/LyricsHashing

An instantly searchable database of lyrics built from custom hashtables

Primary LanguageC++

Alex King
COMP 15
HW5 - Final Project

Purpose of Program:
The purpose of this program is to read in a text file of songs, organize the
information into two databases, and be able to quickly search for words that 
occur in the database with high frequency.

List of Files:
- main.cpp: This file specifies the text file to be read in, initializes and
  populates databases, then allows for searching of terms until the user
  enters "<BREAK>", in which case the program exits.
  
- Song.cpp, Song.h: The Song class, which is a structure containing information
  on artist, title and an array of lyric strings.
  
- SongDB.cpp, SongDB.h: The class representing an array of Songs, implemented
  as a dynamic array. When main() is called, the text file is imported into
  a SongDB.

- FreqNode.cpp, FreqNode.h: The class representing the frequency that a certain
  word occurs in a song. It contains the word in question, the index of the 
  song in the SongDB array, and a vector of ints for the index of each time the
  word appears in the lyric array.
  
- LocalHashTable.cpp, LocalHashTable.h: The class representing an array of
  FreqNodes, implemented as a hash table. For each song in the SongDB, a
  LocalHashTable is made to keep track of each word in the song and in what
  position each word appears.
  
- WordNode.cpp, WordNode.h: The class for a word's frequency in the entire 
  SongDB. It contains the word in question, and a list of 10 FreqNodes that
  represent the 10 songs where the word occurs most frequently.
  
- WordHashTable.cpp, WordHashTable.h: The class for the entire global hash
  table, which is made up of WordNodes. This data structure is created, and
  then searched.
  
- hashfunc.cpp, hashfunc.h: The provided hash function, used to hash FreqNodes
  and WordNodes to unique locations.

How to Compile:

To compile, type "make songsearch" at the terminal.

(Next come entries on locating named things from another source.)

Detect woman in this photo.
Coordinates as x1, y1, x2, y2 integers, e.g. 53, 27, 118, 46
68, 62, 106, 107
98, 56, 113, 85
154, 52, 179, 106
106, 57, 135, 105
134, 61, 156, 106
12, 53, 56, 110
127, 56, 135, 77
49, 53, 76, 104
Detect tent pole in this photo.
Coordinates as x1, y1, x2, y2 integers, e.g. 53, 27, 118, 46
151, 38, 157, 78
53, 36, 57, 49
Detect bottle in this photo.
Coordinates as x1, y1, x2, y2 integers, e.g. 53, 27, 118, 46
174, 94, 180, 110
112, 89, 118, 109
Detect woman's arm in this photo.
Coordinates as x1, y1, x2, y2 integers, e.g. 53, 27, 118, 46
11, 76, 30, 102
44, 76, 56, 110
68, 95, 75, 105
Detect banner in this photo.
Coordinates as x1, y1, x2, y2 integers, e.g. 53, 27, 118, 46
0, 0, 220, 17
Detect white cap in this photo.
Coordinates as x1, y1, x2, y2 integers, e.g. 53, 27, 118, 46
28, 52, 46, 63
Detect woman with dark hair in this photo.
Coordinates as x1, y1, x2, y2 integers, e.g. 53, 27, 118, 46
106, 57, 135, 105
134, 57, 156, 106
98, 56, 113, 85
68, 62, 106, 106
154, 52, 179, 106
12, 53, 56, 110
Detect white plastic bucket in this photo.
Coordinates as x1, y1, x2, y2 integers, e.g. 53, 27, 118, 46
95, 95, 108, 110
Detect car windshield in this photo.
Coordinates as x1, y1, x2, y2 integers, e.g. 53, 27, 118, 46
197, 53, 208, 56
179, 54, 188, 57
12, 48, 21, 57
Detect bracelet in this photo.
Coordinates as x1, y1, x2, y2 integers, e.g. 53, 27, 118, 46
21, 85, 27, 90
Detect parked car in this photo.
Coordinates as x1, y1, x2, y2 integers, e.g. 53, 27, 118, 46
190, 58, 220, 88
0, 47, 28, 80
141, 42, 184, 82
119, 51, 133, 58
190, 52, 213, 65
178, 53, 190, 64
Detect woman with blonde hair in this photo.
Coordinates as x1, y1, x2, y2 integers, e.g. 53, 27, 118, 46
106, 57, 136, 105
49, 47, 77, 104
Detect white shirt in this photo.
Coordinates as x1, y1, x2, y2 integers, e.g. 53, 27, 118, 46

Outline of Algorithms and Data Structures:

This assignment represented a great design challenge. How does one create a
database that holds sequential information about 172,000 songs, but also makes
the database searchable so that high-occurring words can be returned in just a
few seconds? Thinking about this brought me to my design. The SongDB is a large
dynamic array that holds all song information imported from the text file. It
exists for the purpose of keeping only one copy of artist and title 
information, as well as being the single place where lyrics are kept
sequentially, which is necessary for generating context.

The SongDB contains all of the song information, but it is far from quick to
search. Because the user inputs single words for searching, a data structure
quick to search and based around strings needed to be used. I chose to use
a hash table for this. However, I did not want to read every word into a 
master hash table, keeping track of every word that appears in every song and
the frequency for all of them. This would take more memory, more time to sort,
and/or more time to search and return information at the end. It did not seem
like the best option available.

To remedy this, I chose to make a smaller "local" hash table for each song,
each holding a tally of word occurrences. The hash table is then very easy
to loop through, adding these Frequency Nodes to the global hash table if 
the tally is high enough to make it into the "top 10" list that's stored in
each WordNode within the WordHashTable. Though making these local tables surely
takes more time, the memory usage is only temporary, and it pays highly in
terms of overall database creation time as well as search time.

When the user searches for a word, the word is hashed and the WordHashTable is
searched (using linear probing if necessary) to find the correct WordNode.
The WordNode already contains the "top 10" information in its array of 10
FreqNodes. In each FreqNode, the song index is stored, allowing fast retrieval
of artist, title and lyrics information. A vector of lyric positions is also
stored. Therefore, it takes very little time once the WordNode is found to
output results. Because each location of the word is already known, it only
takes as much time as it takes to generate context and print.